Я заглянула под плащ в поисках неведомого таинственного амулета. На шее вопреки ожиданиям одиноко болтался только мой крестик. Крестик как крестик. Пора восстановить историческую справедливость.
— А вот и нет, — встряла я хриплым голосом, — на мне еще трусы были. Собственно, они и сейчас на мне.
Стул, неожиданно попросивший не просиживать ему сидушку, произвел бы меньший фурор. А что я должна притворяться глухонемой? Размечтались. И так долго молчала. Хорошенького помаленьку.
— Ты можешь разговаривать? — после недолгого замешательства взвилась девушка.
— А то! — и насмешливо уточнила. — Еще могу считать, писать и вышивать крестиком.
— Почему же ты за всю дорогу не сказала ни слова? — принцесса проигнорировала мою не слишком удачную шутку.
— Голоса не было. Спасибо, воспаление легких не схлопотала после ваших обливаний, — огрызнулась я. — Может быть, кто-нибудь разъяснит, где я нахожусь, и что собственно происходит?
Сидящая за столом женщина продолжала невозмутимо молчать.

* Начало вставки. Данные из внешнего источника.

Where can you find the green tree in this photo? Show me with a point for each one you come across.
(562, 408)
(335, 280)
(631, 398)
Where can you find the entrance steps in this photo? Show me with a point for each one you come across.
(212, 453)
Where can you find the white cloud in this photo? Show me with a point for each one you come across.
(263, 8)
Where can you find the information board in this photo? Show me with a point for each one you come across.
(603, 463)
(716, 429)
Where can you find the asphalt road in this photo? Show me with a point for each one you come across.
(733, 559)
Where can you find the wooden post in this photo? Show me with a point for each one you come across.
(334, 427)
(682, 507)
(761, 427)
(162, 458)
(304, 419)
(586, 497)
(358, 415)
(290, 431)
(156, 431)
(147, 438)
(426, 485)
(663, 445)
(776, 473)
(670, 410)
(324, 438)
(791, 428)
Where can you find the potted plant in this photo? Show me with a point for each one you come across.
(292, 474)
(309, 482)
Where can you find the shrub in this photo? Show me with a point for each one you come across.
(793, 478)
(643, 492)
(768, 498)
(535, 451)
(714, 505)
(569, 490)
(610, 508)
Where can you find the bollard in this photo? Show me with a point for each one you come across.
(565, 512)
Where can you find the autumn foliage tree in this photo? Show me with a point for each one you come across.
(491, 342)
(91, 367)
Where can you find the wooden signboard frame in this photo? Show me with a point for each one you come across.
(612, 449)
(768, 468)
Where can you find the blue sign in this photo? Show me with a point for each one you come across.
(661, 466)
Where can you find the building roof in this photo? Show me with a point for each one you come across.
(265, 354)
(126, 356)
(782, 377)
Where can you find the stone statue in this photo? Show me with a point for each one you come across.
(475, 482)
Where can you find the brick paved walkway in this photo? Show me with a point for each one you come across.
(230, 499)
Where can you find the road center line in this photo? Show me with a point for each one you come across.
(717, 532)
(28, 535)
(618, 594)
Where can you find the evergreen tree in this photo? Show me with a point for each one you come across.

Вопрос спровоцировал новую паузу в беседе. Меня же все начинало раздражать: устала чрезвычайно, от ледяного каменного пола ступни потеряли чувствительность. Решив, что дожидаться разъяснений лучше сидя, я забралась с ногами в одно из двух кресел.
— Отрадно видеть, что дюжина полнолуний не зря потрачены на заговор понимания, — наконец вымолвила настоятельница. — Впрочем, на ожидание Избранной времени потрачено много больше.
— Это меня что ли? — опешила я.
— Тебя, — ее голос окрасился теплом улыбки. — Нашу надежду.
— И на что же вы надеетесь?
— Что все будет хорошо, — уклончиво ответила мать-настоятельница. — С божьей и твоей помощью.
Перспектива меня не прельстила.
— С удовольствием бы вам помогла, но, знаете ли, мне домой пора, — попыталась отпереться я от великой чести. — У меня работа… квартира без присмотра… до защиты дипломной работы — всего ничего. Вы себе другую Избранную найдете. Наверняка, их у священного ручья без дела толпы слоняются. Честное слово, просто вы меня первой встретили!
Кристально честный взгляд, оказывающий благотворное выражение на директора почему-то не помог. Молчание затягивалось.
— На что меня избрали-то? — обреченно спросила я.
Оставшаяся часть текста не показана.